The insurance company says it needs approval from the Fed because of its ownership of Metlife Bank, which takes deposits and makes home loans.
The Fed concluded that the company's plans should be tested under the next round of stress tests, scheduled for next year.
It's not the first time the Fed has blocked such an effort. In March, it blocked a dividend increase that Bank of America Corp. had planned. But the Fed has approved increases for JPMorgan Chase & Co., Wells Fargo & Co. and Citigroup Inc.
The decision raises questions over whether MetLife's banking operations are strong enough to withstand another economic downturn.
CEO Steven Kandarian, in a statement, maintained that Metlife is well capitalized, adding "our analysis shows that the company's current capital level and financial strength support capital action increases."

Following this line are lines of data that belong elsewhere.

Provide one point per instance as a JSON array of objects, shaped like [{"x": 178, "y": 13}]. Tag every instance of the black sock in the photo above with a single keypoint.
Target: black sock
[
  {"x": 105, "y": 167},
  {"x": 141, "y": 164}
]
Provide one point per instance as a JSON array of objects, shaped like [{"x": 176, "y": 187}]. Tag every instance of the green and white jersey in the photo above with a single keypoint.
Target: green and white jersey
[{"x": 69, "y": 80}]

MetLife will seek Fed approval again early next year. It did not detail what dividend level it sought or the size of its intended repurchase program.

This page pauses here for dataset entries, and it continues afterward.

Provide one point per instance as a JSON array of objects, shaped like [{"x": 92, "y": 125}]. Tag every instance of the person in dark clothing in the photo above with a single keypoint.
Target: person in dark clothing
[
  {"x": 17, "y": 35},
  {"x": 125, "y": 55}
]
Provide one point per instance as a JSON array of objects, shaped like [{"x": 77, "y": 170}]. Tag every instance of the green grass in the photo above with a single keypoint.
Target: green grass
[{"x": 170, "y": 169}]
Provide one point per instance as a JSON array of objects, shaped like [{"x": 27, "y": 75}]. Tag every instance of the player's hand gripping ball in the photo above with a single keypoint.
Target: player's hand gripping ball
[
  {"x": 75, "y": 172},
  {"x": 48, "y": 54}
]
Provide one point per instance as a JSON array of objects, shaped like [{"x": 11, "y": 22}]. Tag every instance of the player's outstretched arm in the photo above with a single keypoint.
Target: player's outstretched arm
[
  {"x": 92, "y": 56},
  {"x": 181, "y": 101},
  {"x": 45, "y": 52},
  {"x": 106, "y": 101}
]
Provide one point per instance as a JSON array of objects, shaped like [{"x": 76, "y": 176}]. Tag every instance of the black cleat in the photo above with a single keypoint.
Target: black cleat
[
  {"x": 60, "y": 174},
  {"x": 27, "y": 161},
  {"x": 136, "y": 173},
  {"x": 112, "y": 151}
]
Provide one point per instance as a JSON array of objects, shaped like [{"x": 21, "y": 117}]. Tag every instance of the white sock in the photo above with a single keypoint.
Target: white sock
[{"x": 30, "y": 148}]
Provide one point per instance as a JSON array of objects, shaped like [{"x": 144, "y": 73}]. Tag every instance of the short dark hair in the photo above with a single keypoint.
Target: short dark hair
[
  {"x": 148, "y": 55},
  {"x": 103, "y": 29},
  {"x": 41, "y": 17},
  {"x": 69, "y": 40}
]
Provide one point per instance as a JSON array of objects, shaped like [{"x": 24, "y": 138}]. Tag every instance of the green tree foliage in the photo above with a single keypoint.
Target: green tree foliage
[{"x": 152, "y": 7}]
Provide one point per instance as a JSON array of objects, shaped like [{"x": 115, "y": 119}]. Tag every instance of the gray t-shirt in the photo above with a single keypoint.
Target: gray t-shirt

The Fed currently requires the 19 largest U.S. banks to submit capital plans each year. In June, the regulator unveiled a proposal to expand that list to the 35 largest banks, those with assets of $50 billion or more.
MetLife said this month that it is trying to sell its banking unit's mortgage business, because it takes resources away from its insurance and employee benefits businesses. Kandarian reiterated that goal Tuesday. The company began writing mortgages in 2008.
In the meantime, MetLife's once-a-year-dividend will stay at 74 cents. It's payable Dec. 14 to shareholders of record as of Nov. 9.